オフィスや工場・倉庫、病院などの施設の新設や移転、改築に伴い、間口幅の広いドア扉の設置を検討している方もいるのではないでしょうか。

横スライド式のハンガードアは、広い開口部であることやスペースの有効活用ができることなどから、奥行きのとりづらいスペースにも適したドアです。ハンガードアを実際に設置すると、具体的にどのようなメリットが期待できるのでしょうか。

本記事では、ハンガードアの設置を検討している方に向けて、ハンガードアの特徴や耐久性、メリット・デメリットを紹介します。設置の際の注意点も紹介するので、本記事を参考に、設置場所に適したハンガードアの導入を目指しましょう。

 

1.ハンガードアとは?

 ハンガードアとは、「吊り引き戸」とも呼ばれるドアの種類です。その名の通り、ドアのパネルを上から吊り下げて設置する構造になっています。

ハンガードアは、扉を引戸レールに吊り込み、横方向にスライドさせて開閉する仕様になっているスライディングドア(スライドドア)の一種です。
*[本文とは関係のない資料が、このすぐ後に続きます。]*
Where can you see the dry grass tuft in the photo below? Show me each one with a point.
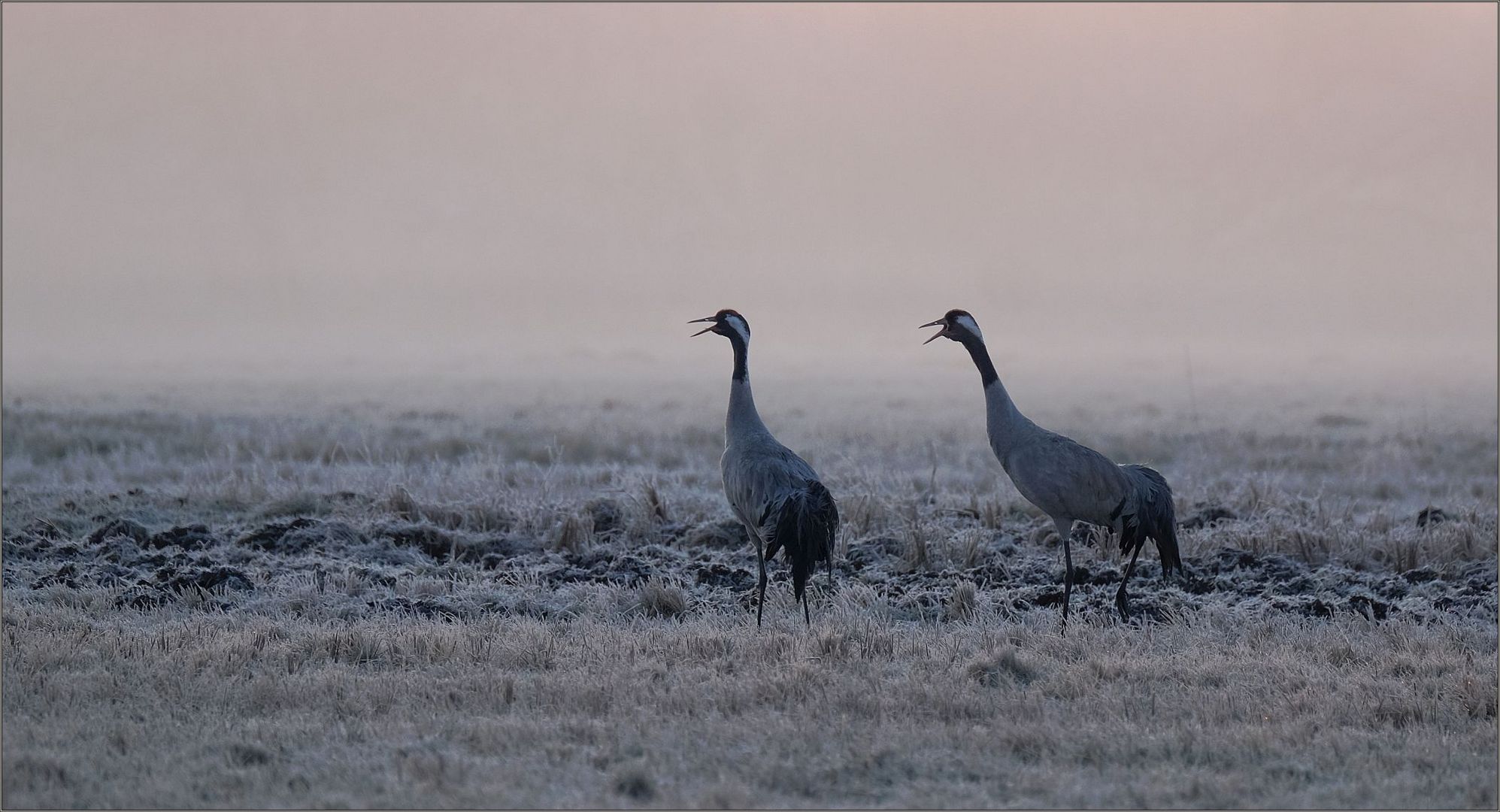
(963, 604)
(660, 599)
(574, 533)
(1004, 668)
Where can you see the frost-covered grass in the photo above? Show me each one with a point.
(511, 595)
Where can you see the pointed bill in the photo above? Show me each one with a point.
(705, 329)
(933, 325)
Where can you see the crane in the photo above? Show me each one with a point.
(774, 492)
(1067, 480)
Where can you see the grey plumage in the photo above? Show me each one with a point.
(1067, 480)
(774, 492)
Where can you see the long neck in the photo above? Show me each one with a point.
(1005, 422)
(743, 417)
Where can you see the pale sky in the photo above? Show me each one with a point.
(422, 186)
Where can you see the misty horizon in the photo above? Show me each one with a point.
(557, 189)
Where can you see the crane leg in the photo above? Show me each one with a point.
(1065, 530)
(1121, 599)
(759, 604)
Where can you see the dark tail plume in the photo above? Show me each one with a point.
(805, 523)
(1154, 518)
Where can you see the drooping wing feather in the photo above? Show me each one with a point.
(756, 476)
(1064, 477)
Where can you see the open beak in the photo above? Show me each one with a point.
(939, 332)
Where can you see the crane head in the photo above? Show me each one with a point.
(957, 326)
(726, 323)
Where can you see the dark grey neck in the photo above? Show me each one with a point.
(1005, 425)
(741, 362)
(981, 359)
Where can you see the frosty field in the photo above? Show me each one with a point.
(524, 595)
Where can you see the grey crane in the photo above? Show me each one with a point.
(774, 492)
(1067, 480)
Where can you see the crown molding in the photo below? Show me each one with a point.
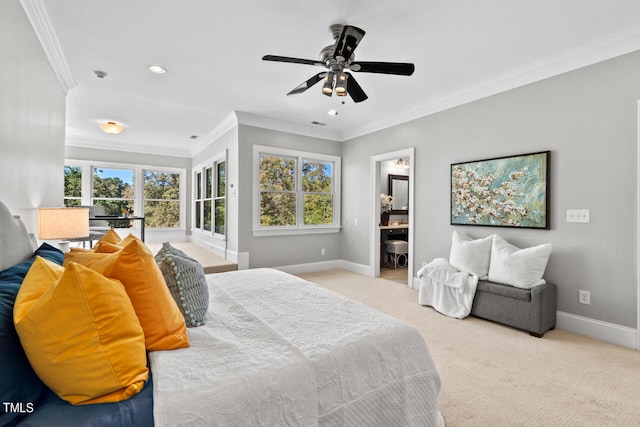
(71, 141)
(283, 126)
(591, 53)
(223, 127)
(39, 19)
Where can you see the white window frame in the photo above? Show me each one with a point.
(138, 183)
(300, 228)
(201, 168)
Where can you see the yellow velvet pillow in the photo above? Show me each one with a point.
(163, 324)
(80, 333)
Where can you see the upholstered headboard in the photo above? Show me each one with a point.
(16, 245)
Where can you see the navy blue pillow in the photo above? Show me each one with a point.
(18, 382)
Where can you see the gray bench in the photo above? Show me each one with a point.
(533, 310)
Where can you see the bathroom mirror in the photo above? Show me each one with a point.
(399, 190)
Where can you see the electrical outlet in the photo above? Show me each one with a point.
(578, 215)
(584, 297)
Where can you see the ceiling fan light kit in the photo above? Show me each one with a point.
(339, 57)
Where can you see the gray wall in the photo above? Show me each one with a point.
(271, 251)
(588, 119)
(32, 120)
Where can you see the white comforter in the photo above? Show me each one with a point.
(446, 289)
(277, 350)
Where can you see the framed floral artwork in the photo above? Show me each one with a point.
(510, 191)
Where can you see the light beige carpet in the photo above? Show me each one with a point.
(211, 263)
(493, 375)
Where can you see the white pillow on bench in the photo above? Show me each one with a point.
(522, 268)
(469, 255)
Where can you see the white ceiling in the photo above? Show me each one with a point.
(462, 50)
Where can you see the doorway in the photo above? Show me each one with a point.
(402, 221)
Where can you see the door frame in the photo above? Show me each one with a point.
(374, 231)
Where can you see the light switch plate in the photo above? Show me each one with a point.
(578, 215)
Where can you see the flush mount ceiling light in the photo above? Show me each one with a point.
(403, 163)
(111, 127)
(158, 69)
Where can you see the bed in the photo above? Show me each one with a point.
(278, 350)
(274, 350)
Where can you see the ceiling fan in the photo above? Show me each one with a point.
(338, 59)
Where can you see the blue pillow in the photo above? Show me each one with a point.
(18, 381)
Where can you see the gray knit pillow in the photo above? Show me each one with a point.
(188, 286)
(168, 249)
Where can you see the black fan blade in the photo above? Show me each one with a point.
(306, 85)
(354, 90)
(347, 42)
(398, 68)
(292, 60)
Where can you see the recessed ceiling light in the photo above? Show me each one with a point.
(158, 69)
(111, 127)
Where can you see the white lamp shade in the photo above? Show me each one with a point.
(63, 223)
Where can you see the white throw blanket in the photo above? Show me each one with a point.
(279, 351)
(446, 289)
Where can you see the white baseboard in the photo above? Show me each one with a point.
(309, 267)
(325, 265)
(365, 270)
(603, 331)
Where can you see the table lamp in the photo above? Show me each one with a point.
(62, 224)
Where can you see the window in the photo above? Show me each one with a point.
(161, 199)
(210, 196)
(113, 189)
(295, 192)
(72, 186)
(155, 193)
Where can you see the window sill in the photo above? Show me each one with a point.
(288, 231)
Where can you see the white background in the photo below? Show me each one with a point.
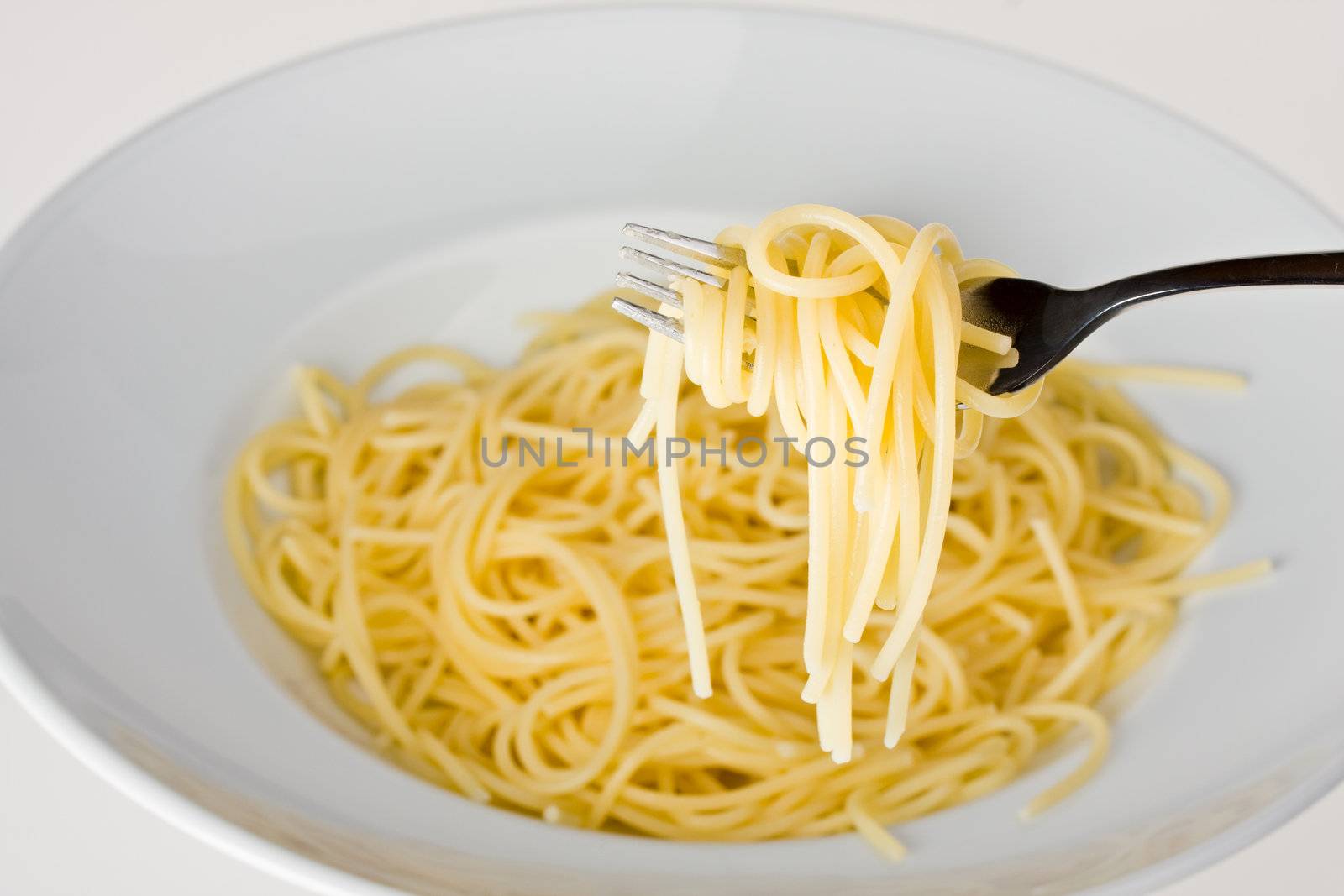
(77, 76)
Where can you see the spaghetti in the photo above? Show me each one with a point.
(606, 640)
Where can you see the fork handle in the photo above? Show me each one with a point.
(1068, 322)
(1307, 269)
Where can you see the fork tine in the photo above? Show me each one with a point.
(651, 289)
(701, 250)
(671, 268)
(663, 324)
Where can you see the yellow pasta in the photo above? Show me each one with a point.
(530, 610)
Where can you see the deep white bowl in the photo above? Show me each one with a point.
(437, 183)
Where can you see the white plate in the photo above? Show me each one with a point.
(433, 184)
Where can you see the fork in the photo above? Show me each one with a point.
(1046, 322)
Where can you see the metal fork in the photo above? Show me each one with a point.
(1046, 322)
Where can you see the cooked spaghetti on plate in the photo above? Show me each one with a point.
(790, 579)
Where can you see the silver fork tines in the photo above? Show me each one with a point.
(651, 289)
(671, 268)
(701, 250)
(663, 324)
手動式だけではなく、半自動式や全自動式など、さまざまなタイプがあるのも特徴です。

また上部のレールがドアの重さを支えているため、床にレールや溝を設ける必要がありません。そのため、設置やドアの開閉が容易で、スペースの有効活用にも役立ち、パーテーションのハンガードアはオフィスや工場、倉庫など屋内の施設間仕切壁の通行口に使用されています。

 

工場・倉庫の施工型パーテーションのスライドドア

 

2.ハンガードアと引き戸の違い

 ハンガードアと引き戸は、どちらも横にスライドして開閉する扉ですが、いくつかの違いがあります。

ハンガードアはドア枠の上部のみにレールが設置され、吊り下げ仕様であるのに対し、引き戸はドア枠の上部と床の両方にレールがあるのが特徴です。そのため、ハンガードアの場合は、床にレールや溝を設ける必要がありません。
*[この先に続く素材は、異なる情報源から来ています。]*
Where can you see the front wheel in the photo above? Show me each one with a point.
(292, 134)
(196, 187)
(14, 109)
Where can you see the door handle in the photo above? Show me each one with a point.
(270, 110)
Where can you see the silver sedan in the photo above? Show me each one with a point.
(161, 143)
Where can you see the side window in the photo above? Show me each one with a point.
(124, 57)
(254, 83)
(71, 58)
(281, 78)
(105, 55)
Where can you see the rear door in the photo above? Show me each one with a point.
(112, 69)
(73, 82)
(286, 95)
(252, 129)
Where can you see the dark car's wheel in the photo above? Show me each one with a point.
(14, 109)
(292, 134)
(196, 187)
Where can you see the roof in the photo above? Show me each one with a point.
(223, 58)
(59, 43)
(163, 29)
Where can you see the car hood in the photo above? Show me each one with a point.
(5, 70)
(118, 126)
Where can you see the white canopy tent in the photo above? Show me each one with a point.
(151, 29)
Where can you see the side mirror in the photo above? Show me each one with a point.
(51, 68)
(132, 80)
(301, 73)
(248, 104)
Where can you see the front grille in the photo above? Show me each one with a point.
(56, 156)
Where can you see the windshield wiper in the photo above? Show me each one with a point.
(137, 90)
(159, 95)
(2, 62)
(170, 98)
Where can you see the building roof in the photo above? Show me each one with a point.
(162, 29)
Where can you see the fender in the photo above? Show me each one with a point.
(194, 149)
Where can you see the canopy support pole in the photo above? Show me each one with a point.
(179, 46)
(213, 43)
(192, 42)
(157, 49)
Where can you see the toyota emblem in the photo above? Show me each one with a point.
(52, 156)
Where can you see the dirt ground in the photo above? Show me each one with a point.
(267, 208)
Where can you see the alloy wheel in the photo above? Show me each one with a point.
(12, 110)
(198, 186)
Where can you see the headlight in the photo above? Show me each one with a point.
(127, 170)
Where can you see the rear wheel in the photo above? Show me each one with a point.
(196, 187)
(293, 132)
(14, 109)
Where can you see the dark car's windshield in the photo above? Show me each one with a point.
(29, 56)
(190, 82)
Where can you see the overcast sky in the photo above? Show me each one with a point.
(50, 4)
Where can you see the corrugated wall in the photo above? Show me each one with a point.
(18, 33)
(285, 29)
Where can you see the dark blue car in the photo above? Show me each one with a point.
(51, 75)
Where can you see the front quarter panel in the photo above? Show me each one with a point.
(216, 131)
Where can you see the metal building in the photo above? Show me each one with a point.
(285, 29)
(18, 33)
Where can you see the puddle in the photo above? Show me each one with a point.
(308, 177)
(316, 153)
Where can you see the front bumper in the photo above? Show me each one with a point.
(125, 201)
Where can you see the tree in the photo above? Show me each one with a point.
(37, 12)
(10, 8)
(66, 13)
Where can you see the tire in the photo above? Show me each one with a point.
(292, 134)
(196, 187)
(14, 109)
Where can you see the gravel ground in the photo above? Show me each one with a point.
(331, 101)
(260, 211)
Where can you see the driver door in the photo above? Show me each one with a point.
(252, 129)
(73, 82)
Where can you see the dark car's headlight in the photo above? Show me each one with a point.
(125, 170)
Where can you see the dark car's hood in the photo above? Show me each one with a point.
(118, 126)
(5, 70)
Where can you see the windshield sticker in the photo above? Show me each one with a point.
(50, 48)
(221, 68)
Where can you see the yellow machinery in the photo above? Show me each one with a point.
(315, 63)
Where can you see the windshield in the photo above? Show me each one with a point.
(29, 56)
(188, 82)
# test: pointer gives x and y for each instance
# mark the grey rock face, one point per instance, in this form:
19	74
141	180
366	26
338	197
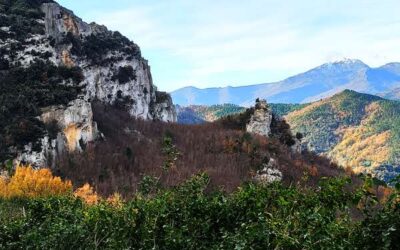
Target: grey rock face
100	82
65	38
260	121
76	126
268	174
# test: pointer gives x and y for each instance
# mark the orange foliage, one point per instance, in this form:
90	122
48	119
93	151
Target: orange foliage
359	146
115	200
87	193
29	183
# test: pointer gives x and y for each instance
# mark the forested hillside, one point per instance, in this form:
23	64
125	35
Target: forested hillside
356	130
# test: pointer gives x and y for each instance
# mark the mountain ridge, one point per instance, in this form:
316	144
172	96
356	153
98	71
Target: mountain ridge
314	84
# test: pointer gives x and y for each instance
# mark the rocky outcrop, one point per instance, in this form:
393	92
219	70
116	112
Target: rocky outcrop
73	128
268	174
75	39
113	72
260	121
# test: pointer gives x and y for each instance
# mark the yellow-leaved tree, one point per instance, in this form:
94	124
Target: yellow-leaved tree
87	193
30	183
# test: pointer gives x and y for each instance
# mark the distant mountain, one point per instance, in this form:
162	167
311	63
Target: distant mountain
355	130
321	82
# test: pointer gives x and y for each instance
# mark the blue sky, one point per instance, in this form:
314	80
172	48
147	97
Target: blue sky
216	43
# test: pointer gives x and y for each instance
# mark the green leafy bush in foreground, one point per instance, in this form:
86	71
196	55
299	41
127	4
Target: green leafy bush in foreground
189	217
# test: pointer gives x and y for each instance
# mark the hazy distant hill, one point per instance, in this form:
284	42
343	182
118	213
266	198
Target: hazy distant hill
321	82
197	114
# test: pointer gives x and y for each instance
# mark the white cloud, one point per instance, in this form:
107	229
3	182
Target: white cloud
251	37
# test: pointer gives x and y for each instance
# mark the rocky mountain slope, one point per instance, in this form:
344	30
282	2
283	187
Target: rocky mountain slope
315	84
52	66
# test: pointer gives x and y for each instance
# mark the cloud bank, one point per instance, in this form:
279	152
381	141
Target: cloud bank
232	42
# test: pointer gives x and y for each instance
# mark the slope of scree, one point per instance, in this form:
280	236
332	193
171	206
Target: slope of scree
172	152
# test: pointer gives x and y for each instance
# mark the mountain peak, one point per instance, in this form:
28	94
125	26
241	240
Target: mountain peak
346	62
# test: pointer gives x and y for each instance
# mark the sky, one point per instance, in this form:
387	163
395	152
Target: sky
218	43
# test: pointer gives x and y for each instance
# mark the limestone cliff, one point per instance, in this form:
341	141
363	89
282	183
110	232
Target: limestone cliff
260	121
84	62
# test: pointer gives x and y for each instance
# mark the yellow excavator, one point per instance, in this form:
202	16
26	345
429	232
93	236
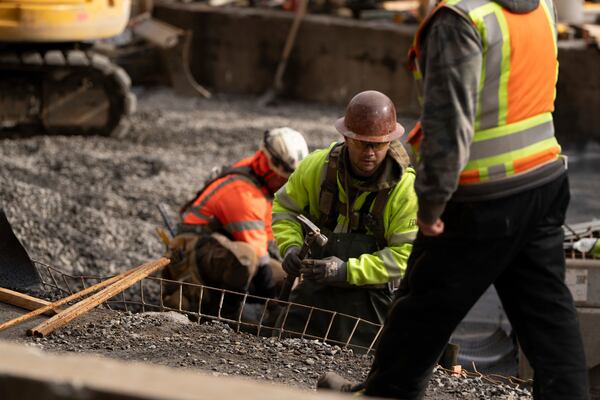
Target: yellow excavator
51	81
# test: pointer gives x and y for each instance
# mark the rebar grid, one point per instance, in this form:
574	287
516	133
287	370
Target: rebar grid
147	295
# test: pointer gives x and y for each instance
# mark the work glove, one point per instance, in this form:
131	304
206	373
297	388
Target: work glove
273	250
327	270
585	245
291	262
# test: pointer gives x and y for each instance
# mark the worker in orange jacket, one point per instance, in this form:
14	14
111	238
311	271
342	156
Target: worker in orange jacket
224	239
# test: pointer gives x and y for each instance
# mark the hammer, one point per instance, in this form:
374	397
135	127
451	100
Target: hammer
314	235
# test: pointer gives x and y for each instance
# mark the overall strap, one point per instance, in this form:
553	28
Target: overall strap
328	198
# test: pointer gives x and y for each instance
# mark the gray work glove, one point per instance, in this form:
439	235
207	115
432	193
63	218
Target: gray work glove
273	250
291	262
585	245
327	270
住宅系の引き戸は、ふすまや障子など、古くから広く使われてきた扉です。非住宅系のオフィスなどではハンガードアのような上吊り式のドアが主流です。

 

 

3.ハンガードアの耐久性

 ハンガードアは、正しく使用すれば特に壊れやすいものではありません。上部のレールや金具は吊り下げることを前提に設計されており、通常の開閉では十分な耐久性を持っています。

ただし、衝撃には注意が必要です。下部に固定レールがないため、強くぶつかると揺れが生じ、繰り返すことで金具やレールの劣化を早める可能性があります。

 

4.ハンガードアのメリット

 オフィスや施設などにハンガードアを設置すると、どのようなメリットが得られるのでしょうか。

ここでは、ハンガードアを設置するメリットを4つ紹介します。

 

デッドスペースがないので開き戸に比べて省スペース

ハンガードアを設置するメリットの一つに、横スライドのため、開閉に必要なスペースの小ささがあります。

一般的な開き戸は、扉を前後に動かすため、その分のスペースを確保しなければなりません。しかし、ハンガードアは左右にスライドするだけなので、わずかなスペースでも設置が可能です。

そのため、狭く限られたスペースにも設置しやすく、廊下に面した部屋の出入り口や、狭小スペースの扉などにも適しています。またハンガードアは開閉時に扉が邪魔にならないため、扉の近くに配置しても、スムーズな開閉が可能です。スペースを有効活用できるので、デッドスペースを抑えられた省スペースで済みます。

床部分のレールがいらない

ハンガードアの設置のメリットには、床部分のレールの設置が不要なことも挙げられます。

床部分のレールが不要だと、段差がなくすっきりとしたデザイン面と、またオフィスや工場・倉庫での台車通行も安心という使用性にメリットがあります。レールの溝にほこりやごみが詰まることも起きないので、スムーズに扉の開閉ができたり、掃除がしやすかったりすることも期待できるでしょう。

スムーズで静かな自閉

電力など自動力を使わずとも、低荷重バネの力で開閉する「スプリング方式」や、レールに傾斜をつけ、自重でドアが閉まる「傾斜レール方式」は、軽く引くだけで開けることができ、通過後はゆっくりと自閉します。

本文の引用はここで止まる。